CN218627395U - Driving mechanism of ice maker evaporator and ice maker - Google Patents

Abstract

The utility model relates to the field of refrigeration technology, specifically disclose a actuating mechanism and ice machine of ice machine evaporimeter, including driving motor and connecting shaft spare, be equipped with drive assembly between driving motor and the connecting shaft spare, drive assembly includes intermeshing's driving gear and driven gear, driven gear and the coaxial setting of connecting shaft spare, and be equipped with planetary gear set between driven gear and the connecting shaft spare, planetary gear set includes the ring gear, be equipped with the planetary gear unit of two at least coaxial settings in the ring gear, planetary gear unit includes sun gear and planet wheel, planet wheel connection has the planet carrier, interconnect between planet carrier and the sun gear between the adjacent planetary gear unit, the planet carrier that the planetary gear unit that is close to the connecting shaft spare corresponds and connecting shaft spare interconnect, sun gear and driven gear interconnect that the planetary gear unit that is close to driven gear corresponds. The utility model discloses an actuating mechanism occupation space is littleer, spare part is difficult wearing and tearing more.

Description

Driving mechanism of ice maker evaporator and ice maker

Technical Field

The utility model relates to a refrigeration technology field especially relates to an actuating mechanism and ice machine of ice machine evaporimeter.

Background

The evaporator of the ice maker generally comprises a cylinder body and an ice blade arranged in the cylinder body, wherein a refrigerant circulation cavity is arranged outside the cylinder body, and the ice blade is driven to rotate by a driving mechanism, so that water entering the cylinder body rises along with the rotation of the ice blade and is condensed into ice, and then the ice is extruded out of the cylinder body from an ice head at the top of the cylinder body.

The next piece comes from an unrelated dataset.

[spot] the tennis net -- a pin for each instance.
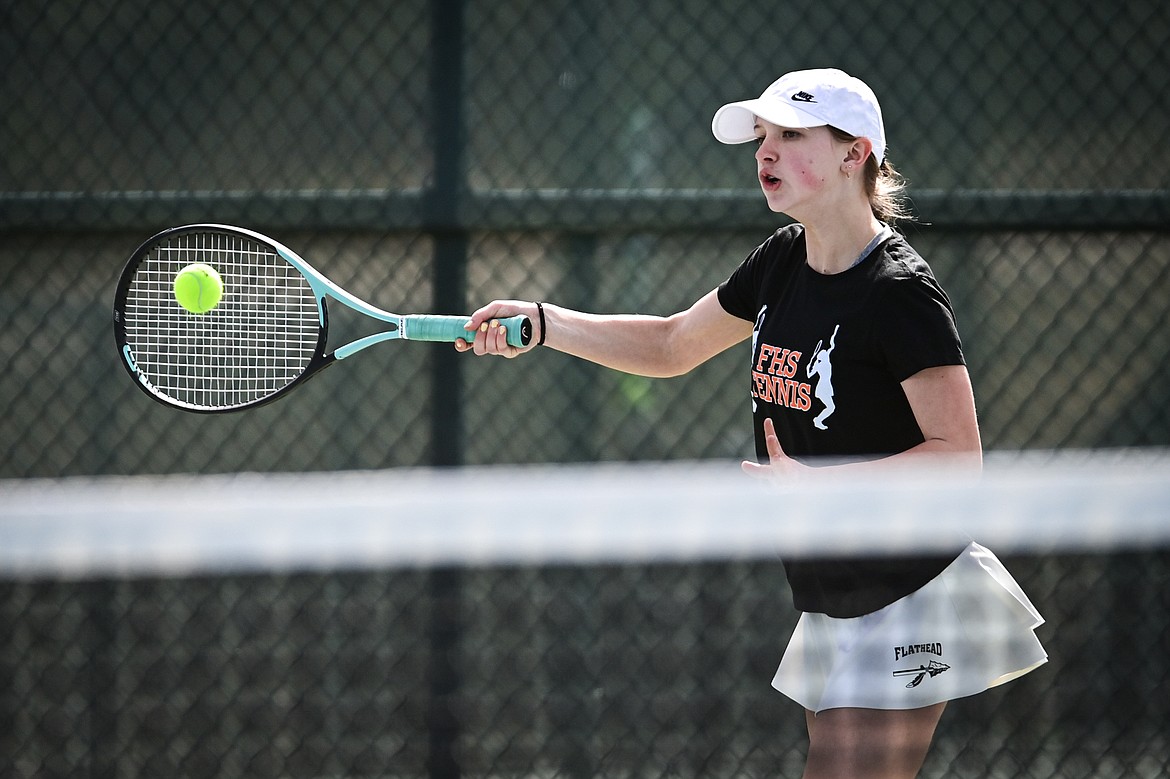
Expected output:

Referring to fig. 9, a conventional driving mechanism generally includes a shaded-pole motor and a transmission gear set, where the transmission gear set includes a first gear 11, a second gear 12, and a third gear 13 arranged in a horizontal direction, the first gear 11 is engaged with a driving gear (not shown) on an output shaft, the first gear 11 and the third gear 13 are engaged with each other through the second gear 12, the third gear 13 is coaxially provided with a fourth gear 14, the fourth gear 14 is engaged with a fifth gear 15, the fifth gear 15 is coaxially arranged with a rotating shaft 16 of the ice blade, and the rotation of the ice blade is achieved through the mutual cooperation between the gears.

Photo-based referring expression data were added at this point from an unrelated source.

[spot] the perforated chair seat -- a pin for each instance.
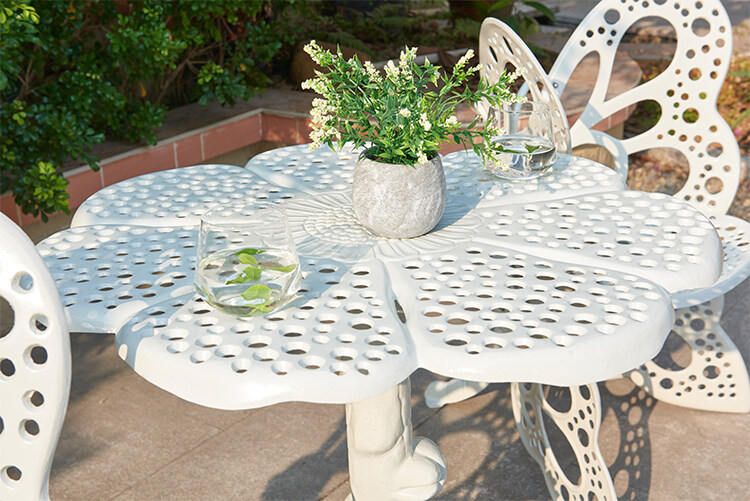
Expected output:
(34, 369)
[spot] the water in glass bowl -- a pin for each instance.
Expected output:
(529, 156)
(248, 281)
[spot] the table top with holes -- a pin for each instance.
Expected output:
(562, 280)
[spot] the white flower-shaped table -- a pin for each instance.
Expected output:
(562, 280)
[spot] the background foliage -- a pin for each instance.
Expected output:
(75, 73)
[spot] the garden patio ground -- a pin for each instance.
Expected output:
(125, 439)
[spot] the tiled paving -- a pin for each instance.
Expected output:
(124, 438)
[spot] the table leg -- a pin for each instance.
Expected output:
(385, 461)
(580, 426)
(715, 378)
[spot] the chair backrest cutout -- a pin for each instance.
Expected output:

The disadvantages of this arrangement are: the gears need to be arranged in the horizontal direction, a plurality of large-size gears need to be adopted, the layout is unreasonable, the occupied space is large, the stress of gear parts, particularly the gear close to the rotating shaft 16 of the ice skate blade is large, the gear parts are easy to wear, and the maintenance and replacement frequency of the parts is high.

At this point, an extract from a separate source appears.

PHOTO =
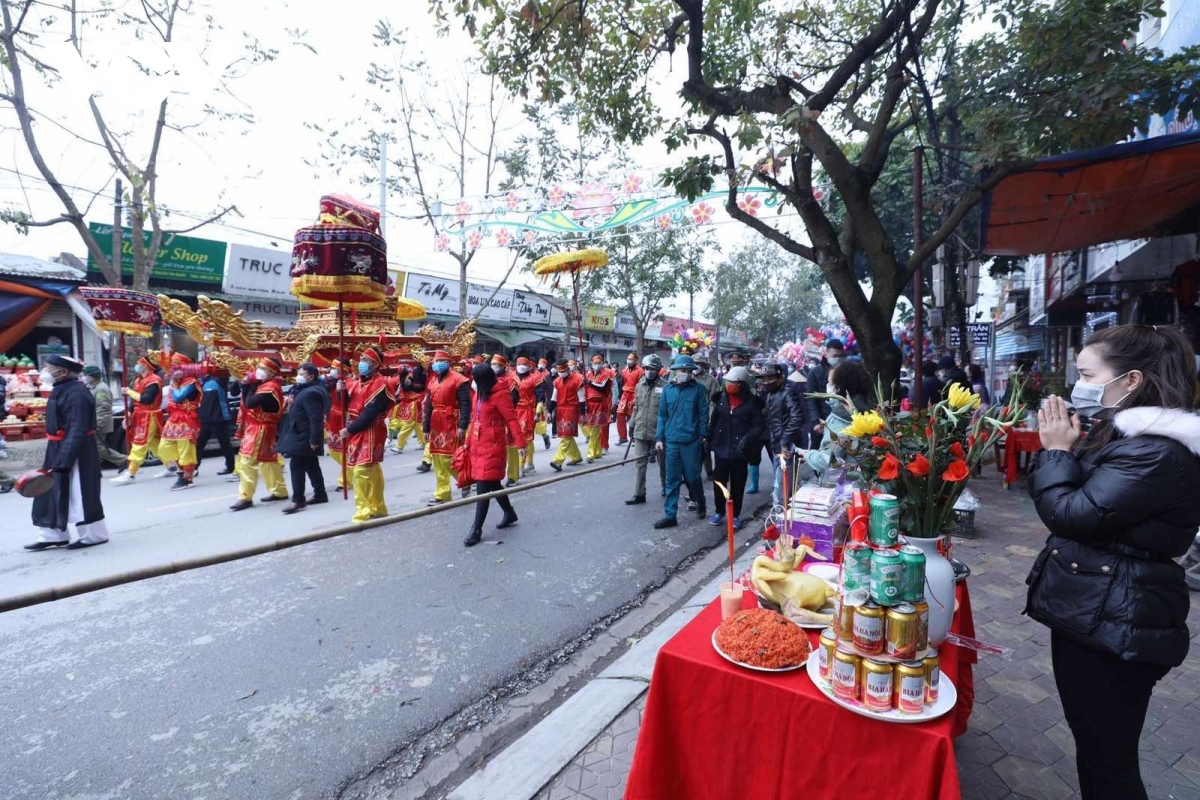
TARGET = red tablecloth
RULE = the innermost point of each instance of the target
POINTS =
(717, 731)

SUMMERY OF THE UTILITY MODEL

An object of the utility model is to provide an actuating mechanism and ice machine of ice machine evaporimeter that occupation space is littleer, spare part is more difficult for wearing and tearing to existing technical situation.

In order to achieve the above purpose, the utility model adopts the following technical scheme:

the utility model provides a drive mechanism of ice maker evaporimeter, includes driving motor and is used for the connecting shaft spare that is connected with the skates, be equipped with drive assembly between driving motor and the connecting shaft spare, drive assembly includes intermeshing's driving gear and driven gear, driven gear with the coaxial setting of connecting shaft spare, just be equipped with planetary gear set between driven gear and the connecting shaft spare, planetary gear set includes the ring gear, be equipped with two at least coaxial planetary gear units that set up in the ring gear, planetary gear unit includes sun gear and around locating sun gear planet wheel all around, planet wheel connection has the planet carrier, interconnect between planet carrier and the sun gear between the adjacent planetary gear unit, be close to the planet carrier that planetary gear unit of connecting shaft spare corresponds with connecting shaft spare interconnect, be close to sun gear that planetary gear unit of driven gear corresponds with driven gear interconnect.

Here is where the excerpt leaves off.